Comment by teenmom | 2010-03-06

May be you are somewhat right. I do agree with you on one point completely: the parents rarely set a good example to their kids. Unless the parents learn to live together forever to show that living together and having true love is much more important than enjoying sex daily, we cannot reduce the frequency of teenage pregnancies!

Comment by Carol2000 | 2010-03-06

I think we parents need to understand our kids better. The author hits home about we not giving the attention to our kids even though most of us yearned for it when we were teens! The "baby boomers" ruined the western culture and those are ones who are sufferring the most from the behavior of their kids!

Comment by teenmom | 2010-03-06

wow! That was a quick reply Carol2000!
You are right - the baby boomers were and are the main cause. I know a baby boomer dad who brags to his sons about the number of girls he slept with when he was a teen. What do you think his sons do now? I am not of the baby boomer generation and I am starting to feel the pressure my kids are at school to prove themselves these days. Unless we admit our own wrong doings and practices we cannot reform our kids by simply lecturing them day in and day out! I agree that our kids are smart who would set a better example for their own kids than the baby boomers did! In fact the phrase baby boomers says it all.

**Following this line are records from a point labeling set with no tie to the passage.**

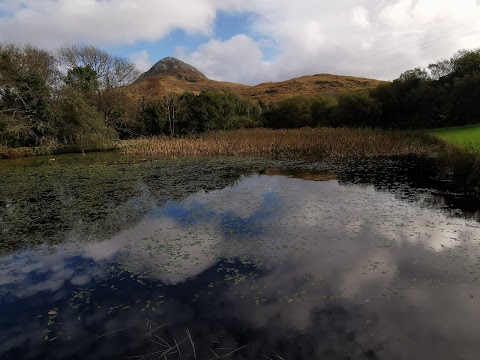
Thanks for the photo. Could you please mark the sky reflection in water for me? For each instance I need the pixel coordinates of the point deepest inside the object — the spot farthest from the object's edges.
(272, 267)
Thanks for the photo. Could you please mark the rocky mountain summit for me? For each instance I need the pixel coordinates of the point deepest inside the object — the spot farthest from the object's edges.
(173, 75)
(171, 66)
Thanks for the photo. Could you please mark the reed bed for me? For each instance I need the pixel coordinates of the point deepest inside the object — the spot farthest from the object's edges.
(316, 143)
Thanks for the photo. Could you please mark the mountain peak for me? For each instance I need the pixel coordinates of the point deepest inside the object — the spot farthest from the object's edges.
(174, 67)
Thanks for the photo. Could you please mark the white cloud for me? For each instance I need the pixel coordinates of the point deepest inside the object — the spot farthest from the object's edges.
(142, 60)
(238, 59)
(378, 39)
(360, 17)
(50, 23)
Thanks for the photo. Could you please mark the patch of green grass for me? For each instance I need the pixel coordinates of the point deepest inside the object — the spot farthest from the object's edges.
(464, 136)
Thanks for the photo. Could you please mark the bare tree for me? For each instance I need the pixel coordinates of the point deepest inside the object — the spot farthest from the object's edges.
(112, 71)
(173, 108)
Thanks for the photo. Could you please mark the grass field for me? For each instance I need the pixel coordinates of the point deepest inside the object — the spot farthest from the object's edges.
(465, 136)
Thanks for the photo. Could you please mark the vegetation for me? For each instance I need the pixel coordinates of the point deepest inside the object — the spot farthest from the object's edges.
(464, 136)
(296, 143)
(77, 99)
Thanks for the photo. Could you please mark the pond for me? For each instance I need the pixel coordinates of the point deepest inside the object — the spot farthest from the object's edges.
(110, 257)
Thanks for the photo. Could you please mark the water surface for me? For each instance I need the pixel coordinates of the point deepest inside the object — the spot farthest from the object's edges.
(112, 258)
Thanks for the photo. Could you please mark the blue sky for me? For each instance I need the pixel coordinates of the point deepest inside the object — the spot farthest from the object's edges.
(253, 41)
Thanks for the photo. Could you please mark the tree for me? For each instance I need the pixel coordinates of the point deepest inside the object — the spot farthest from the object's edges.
(173, 108)
(28, 79)
(111, 71)
(83, 79)
(357, 110)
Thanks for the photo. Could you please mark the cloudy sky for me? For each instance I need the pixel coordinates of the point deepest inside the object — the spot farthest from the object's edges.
(252, 41)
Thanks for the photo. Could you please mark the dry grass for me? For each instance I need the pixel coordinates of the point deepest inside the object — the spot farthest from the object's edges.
(320, 84)
(154, 87)
(302, 143)
(7, 153)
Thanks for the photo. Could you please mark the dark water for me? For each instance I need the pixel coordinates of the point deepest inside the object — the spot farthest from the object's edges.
(108, 258)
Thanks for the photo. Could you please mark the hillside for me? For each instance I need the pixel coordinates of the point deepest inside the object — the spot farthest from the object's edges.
(171, 74)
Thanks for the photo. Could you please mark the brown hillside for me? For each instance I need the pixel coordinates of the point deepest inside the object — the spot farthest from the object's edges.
(174, 75)
(325, 84)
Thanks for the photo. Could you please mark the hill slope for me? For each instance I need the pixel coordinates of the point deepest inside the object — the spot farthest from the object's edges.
(171, 74)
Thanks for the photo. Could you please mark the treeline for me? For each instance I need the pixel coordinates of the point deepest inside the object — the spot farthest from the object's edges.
(76, 98)
(446, 93)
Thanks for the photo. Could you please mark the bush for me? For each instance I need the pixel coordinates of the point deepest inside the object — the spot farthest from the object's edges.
(357, 110)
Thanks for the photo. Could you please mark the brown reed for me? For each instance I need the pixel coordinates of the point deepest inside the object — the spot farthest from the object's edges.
(298, 143)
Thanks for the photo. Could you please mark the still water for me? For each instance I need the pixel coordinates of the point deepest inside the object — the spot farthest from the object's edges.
(103, 257)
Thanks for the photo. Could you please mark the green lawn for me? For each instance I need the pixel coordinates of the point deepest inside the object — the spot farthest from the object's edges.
(465, 136)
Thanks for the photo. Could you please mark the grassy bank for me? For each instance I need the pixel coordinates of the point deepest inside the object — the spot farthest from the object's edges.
(299, 143)
(464, 136)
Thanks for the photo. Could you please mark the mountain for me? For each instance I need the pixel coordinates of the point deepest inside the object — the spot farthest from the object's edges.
(171, 74)
(171, 66)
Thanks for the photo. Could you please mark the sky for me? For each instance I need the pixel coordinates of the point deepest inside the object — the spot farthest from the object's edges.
(255, 41)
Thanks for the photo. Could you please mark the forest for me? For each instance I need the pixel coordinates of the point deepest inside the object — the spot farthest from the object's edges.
(77, 98)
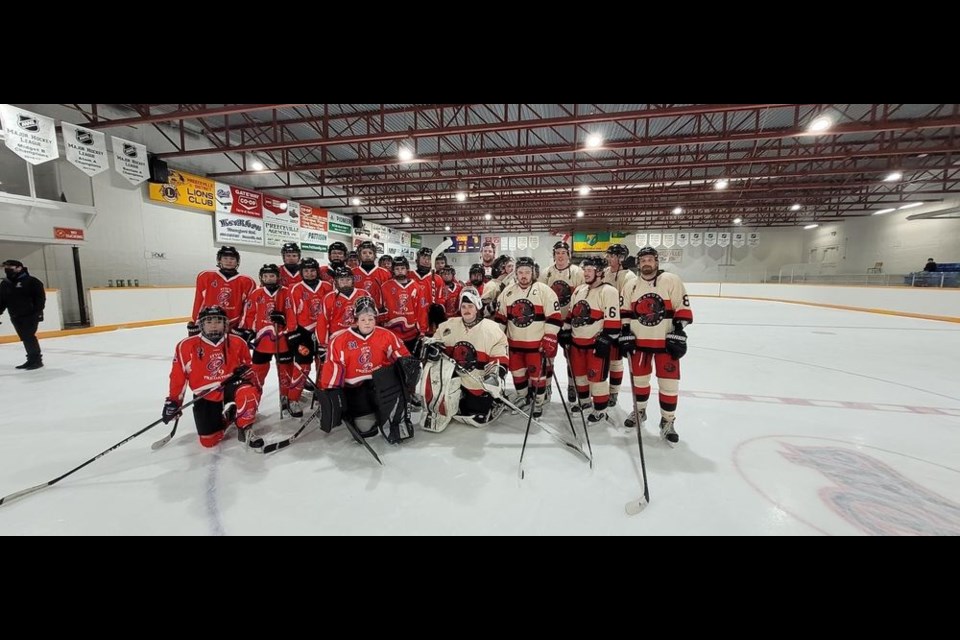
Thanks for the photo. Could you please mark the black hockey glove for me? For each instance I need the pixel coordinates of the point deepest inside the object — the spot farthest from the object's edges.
(677, 342)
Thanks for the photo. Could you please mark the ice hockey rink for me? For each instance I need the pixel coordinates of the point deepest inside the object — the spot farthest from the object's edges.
(794, 420)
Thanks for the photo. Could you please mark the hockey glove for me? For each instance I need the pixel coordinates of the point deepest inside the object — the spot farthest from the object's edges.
(549, 345)
(171, 409)
(677, 342)
(601, 348)
(627, 341)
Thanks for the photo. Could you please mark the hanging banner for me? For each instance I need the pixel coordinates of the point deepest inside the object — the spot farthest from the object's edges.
(185, 190)
(281, 221)
(236, 200)
(130, 160)
(313, 228)
(29, 135)
(85, 149)
(339, 224)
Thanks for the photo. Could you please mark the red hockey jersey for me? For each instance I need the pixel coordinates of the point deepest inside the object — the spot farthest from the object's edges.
(214, 288)
(202, 364)
(352, 358)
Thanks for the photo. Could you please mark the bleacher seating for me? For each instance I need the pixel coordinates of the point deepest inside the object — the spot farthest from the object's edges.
(947, 272)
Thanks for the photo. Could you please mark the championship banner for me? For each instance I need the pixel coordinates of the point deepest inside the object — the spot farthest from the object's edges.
(130, 161)
(236, 200)
(339, 224)
(591, 242)
(85, 149)
(313, 228)
(281, 223)
(185, 190)
(29, 135)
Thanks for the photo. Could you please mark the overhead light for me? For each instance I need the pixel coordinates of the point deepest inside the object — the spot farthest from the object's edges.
(820, 124)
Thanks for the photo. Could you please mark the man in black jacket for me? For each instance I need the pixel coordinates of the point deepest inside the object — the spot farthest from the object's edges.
(24, 297)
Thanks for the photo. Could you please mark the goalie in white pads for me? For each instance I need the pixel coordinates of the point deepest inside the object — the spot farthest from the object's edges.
(474, 354)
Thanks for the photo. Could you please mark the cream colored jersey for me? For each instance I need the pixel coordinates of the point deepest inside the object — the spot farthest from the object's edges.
(528, 314)
(563, 282)
(653, 306)
(593, 310)
(473, 347)
(622, 280)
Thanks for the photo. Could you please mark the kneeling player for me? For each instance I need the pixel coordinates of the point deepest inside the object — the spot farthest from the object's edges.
(218, 360)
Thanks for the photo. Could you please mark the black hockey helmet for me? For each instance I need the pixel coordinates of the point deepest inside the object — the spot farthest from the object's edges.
(270, 268)
(619, 250)
(229, 252)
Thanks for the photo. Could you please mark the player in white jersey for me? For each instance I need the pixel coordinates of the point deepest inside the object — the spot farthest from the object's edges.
(563, 277)
(658, 310)
(622, 279)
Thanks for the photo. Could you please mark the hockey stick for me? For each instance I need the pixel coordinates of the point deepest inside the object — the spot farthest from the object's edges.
(43, 485)
(636, 506)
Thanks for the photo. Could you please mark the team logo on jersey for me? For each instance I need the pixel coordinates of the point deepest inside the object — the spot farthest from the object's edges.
(563, 291)
(216, 362)
(649, 309)
(521, 313)
(465, 354)
(365, 360)
(580, 314)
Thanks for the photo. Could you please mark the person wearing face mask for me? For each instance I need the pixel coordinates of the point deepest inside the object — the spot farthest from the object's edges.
(658, 309)
(224, 287)
(23, 296)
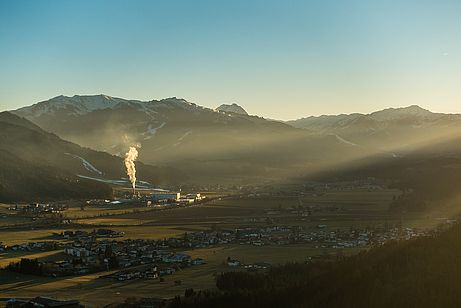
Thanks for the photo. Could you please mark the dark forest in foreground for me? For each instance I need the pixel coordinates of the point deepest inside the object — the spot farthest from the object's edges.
(419, 273)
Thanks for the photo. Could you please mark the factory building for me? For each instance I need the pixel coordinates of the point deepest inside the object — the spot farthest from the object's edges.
(165, 196)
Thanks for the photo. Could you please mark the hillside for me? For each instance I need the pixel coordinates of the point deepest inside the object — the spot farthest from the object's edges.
(234, 108)
(37, 165)
(418, 273)
(211, 146)
(395, 129)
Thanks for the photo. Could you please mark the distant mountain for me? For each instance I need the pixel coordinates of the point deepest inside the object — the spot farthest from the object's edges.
(393, 129)
(37, 165)
(234, 108)
(211, 146)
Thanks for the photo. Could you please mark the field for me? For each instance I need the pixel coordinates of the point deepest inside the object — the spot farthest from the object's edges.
(335, 210)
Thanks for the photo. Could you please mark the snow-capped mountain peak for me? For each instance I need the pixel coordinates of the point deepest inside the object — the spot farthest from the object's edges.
(232, 108)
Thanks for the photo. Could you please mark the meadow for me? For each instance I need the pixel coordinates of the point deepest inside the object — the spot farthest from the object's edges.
(335, 210)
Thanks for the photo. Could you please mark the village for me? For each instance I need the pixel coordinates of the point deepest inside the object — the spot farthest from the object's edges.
(102, 250)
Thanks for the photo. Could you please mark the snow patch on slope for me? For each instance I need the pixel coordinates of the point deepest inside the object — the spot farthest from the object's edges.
(151, 131)
(340, 139)
(86, 164)
(180, 139)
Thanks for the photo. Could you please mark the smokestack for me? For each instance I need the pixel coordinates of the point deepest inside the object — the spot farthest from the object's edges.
(130, 158)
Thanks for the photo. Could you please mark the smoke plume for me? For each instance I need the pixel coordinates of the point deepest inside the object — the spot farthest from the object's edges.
(130, 158)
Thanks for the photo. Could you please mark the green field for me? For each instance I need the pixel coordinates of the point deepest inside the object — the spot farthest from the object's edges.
(340, 209)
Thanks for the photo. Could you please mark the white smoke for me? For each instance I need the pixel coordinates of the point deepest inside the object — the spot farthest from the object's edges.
(130, 158)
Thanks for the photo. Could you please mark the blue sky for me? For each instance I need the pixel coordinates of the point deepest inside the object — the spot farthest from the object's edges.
(279, 59)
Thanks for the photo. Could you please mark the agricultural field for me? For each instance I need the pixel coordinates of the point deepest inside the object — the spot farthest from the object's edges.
(333, 210)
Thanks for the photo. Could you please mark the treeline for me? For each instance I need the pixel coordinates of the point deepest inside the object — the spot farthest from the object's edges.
(425, 272)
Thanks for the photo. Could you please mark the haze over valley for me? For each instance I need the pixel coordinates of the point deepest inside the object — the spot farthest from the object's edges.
(218, 154)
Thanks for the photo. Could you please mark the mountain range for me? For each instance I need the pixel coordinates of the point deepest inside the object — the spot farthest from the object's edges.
(393, 129)
(212, 146)
(182, 142)
(37, 165)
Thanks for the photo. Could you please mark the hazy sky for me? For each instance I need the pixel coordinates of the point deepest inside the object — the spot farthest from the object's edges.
(279, 59)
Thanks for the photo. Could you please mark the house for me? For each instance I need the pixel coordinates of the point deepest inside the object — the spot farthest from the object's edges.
(198, 261)
(45, 302)
(233, 263)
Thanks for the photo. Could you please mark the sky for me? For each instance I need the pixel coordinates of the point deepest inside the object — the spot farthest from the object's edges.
(278, 59)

Comment by Carol2000 | 2010-03-06

When I happened to see your comment come in while I was reading on this site, I could not resist myself adding my own thoughts! Hug ya!!

Comment by Joel | 2010-04-01

I hold the parents the most responsible for teenage pregnancies. Most parents simply do not know how to be friends with their kids. If the only talk the parents have with their kids is to give a lecture would the kids listen to them? The kids are responsible too, but in my view the parents are much more.